LABELS: GORE-TEX
On the cover of a 1980 FILA catalogue, a model exhibits the filling of a dark grey jacket. As written on the pages inside, such material is called GORE-TEX and is presented as ‘an innovation for several uses, able to emphasize brand new solutions’. The text is specifically related to thermal and meteorological insulation features: but what is GORE-TEX?

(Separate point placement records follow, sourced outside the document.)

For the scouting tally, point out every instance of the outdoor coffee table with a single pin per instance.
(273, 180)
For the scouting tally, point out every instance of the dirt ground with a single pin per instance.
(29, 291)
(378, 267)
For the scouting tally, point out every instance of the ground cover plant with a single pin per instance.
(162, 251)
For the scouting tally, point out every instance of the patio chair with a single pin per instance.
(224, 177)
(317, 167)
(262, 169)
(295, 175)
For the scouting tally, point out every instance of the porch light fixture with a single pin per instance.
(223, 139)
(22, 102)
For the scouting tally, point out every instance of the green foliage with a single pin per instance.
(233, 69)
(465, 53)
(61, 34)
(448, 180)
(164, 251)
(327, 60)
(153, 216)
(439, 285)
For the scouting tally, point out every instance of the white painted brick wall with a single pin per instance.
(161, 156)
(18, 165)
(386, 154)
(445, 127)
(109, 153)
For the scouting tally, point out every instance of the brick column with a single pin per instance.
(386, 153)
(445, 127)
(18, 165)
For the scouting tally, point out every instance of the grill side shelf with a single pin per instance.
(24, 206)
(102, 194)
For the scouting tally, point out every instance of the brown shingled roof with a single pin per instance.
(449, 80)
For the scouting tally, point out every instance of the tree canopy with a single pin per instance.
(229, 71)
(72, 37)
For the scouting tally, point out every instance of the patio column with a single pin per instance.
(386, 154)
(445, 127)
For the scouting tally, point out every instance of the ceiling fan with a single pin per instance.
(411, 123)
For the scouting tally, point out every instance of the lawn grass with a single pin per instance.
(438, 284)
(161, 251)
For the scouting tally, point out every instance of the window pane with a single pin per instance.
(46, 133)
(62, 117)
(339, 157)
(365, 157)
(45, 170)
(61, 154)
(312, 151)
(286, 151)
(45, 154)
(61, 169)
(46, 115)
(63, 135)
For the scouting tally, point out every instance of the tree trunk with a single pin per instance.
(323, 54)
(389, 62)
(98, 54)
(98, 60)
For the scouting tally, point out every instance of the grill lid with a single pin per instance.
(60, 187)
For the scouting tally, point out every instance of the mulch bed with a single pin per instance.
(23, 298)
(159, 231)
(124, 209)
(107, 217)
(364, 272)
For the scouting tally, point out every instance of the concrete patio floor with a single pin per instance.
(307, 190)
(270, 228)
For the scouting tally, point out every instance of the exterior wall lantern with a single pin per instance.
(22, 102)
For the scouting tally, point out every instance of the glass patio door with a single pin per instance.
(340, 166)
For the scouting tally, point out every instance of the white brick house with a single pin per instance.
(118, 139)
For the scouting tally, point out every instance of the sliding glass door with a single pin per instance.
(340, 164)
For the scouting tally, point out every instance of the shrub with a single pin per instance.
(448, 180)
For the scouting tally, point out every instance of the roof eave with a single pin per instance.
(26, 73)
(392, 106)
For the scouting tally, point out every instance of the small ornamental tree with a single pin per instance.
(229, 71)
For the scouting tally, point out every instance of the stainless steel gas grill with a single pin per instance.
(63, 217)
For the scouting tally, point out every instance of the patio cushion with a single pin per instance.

In 1959 Genevieve and Bill Gore found a factory in the basement of their house in Newark, Delaware. Bill had quitted to work on a new project, following his studies on syntetic polymer PTFE, that was supposed to have a great potential. Ten years later, in 1969, his son Robert made an even more crucial discovery: by expanding PTFE he obtained Expanded PTFE, a porous material that was extremely tough and open to several possibilities. The GORE-TEX membrane contains 1,4 billions of pores per centimeter square: each of them is 20,000 times smaller than a water drop. Such characteristic makes the membrane waterproof, avoiding the passage of rain and snow. But it’s not over, because the other GORE-TEX remarkable feature is the combination of breathable and windproof properties. Whether it’s about cycling downhill on a mountain bike or a fast run, the freezing effect of wind is shielded all the time.

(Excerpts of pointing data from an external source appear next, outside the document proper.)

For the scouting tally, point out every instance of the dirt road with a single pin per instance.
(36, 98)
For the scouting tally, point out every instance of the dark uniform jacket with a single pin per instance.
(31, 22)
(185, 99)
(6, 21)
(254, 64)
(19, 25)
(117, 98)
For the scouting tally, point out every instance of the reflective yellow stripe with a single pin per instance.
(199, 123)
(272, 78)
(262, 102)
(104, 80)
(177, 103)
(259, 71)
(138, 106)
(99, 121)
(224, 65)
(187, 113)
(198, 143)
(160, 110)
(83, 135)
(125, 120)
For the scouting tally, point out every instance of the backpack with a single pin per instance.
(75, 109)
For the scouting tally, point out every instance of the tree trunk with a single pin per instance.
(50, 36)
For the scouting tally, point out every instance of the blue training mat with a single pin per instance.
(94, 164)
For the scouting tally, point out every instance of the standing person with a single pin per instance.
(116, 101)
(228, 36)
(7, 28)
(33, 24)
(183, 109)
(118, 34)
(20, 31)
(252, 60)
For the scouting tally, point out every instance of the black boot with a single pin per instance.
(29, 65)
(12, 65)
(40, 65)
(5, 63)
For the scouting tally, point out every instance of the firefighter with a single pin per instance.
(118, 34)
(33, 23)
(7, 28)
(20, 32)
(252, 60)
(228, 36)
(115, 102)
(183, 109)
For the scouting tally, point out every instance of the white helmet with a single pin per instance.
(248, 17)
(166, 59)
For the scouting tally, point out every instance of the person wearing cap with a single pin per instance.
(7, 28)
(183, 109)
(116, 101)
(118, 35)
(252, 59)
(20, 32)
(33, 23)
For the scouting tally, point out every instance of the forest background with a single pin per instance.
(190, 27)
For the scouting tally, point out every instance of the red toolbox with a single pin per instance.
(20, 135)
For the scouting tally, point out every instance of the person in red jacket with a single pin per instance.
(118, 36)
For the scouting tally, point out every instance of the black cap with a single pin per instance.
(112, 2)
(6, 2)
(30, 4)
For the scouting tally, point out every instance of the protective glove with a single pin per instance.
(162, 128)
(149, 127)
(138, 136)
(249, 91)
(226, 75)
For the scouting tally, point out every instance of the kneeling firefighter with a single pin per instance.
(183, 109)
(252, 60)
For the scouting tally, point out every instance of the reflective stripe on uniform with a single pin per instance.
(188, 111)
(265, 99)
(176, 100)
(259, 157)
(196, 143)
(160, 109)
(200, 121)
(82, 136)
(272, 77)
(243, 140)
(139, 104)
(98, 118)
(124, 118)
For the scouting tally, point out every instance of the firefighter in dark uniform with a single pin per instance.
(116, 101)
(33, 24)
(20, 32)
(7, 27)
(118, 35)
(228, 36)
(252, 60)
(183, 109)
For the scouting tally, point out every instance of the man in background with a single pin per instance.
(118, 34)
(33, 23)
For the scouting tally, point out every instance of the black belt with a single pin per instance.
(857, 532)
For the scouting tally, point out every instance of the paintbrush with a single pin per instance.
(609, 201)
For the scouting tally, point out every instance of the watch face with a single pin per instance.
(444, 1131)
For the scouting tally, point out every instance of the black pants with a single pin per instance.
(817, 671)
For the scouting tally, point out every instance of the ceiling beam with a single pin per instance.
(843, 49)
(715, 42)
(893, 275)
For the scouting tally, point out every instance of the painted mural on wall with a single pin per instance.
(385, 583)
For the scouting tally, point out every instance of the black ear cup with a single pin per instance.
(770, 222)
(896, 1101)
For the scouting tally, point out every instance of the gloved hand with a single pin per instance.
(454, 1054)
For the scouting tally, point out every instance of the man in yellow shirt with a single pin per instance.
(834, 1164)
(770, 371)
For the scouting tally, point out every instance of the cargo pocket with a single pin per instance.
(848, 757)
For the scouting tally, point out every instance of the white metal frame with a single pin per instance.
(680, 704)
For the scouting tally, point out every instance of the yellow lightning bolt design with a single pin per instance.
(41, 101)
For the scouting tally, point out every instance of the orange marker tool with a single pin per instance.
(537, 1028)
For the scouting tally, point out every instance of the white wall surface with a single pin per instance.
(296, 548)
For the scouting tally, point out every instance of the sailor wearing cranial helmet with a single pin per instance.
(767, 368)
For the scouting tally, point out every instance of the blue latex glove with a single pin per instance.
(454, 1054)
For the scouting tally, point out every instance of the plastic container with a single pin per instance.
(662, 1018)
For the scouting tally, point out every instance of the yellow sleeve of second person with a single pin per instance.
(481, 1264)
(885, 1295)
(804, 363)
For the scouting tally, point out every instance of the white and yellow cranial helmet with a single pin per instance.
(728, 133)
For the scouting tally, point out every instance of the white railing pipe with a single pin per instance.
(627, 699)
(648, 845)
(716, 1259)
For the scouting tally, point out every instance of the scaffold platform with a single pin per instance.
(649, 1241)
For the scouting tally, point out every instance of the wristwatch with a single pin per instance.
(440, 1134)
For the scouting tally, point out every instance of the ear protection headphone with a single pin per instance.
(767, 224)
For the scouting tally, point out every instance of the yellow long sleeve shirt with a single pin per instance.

Patented on April 27, 1976, GORE-TEX yielded Robert and Wilbert Gore the introduction to the National Inventors Hall of Fame in 2006: taking advantage on its natural receptiveness to whatever’s avant-garde, FILA started to launch items made with the same material at the beginning of the Eighties. They were a successful, proud fusion of natural and synthetic fibers, a personal habitat in which every single human being was able to find the perfect conditions to live nature in the best way, starting from the mountain dimension. Yes, because the very first remarkable FILA pieces in GORE-TEX were filled jackets: constantly marked by water drops on catalogs, they were the proof that their interior parts were a safe shelter, an architecture guaranteeing the best conditions to conciliate the body and the landscape as well. Down the hills, the same material marked the brand’s sailing collections, enriching the imaginary of the Biellese company. In the photo shootings water splashes slide on fabrics in a harmonic way, shaping the silhouette of a modern, brave being, who cannot renounce style even in presence of harsh weather conditions.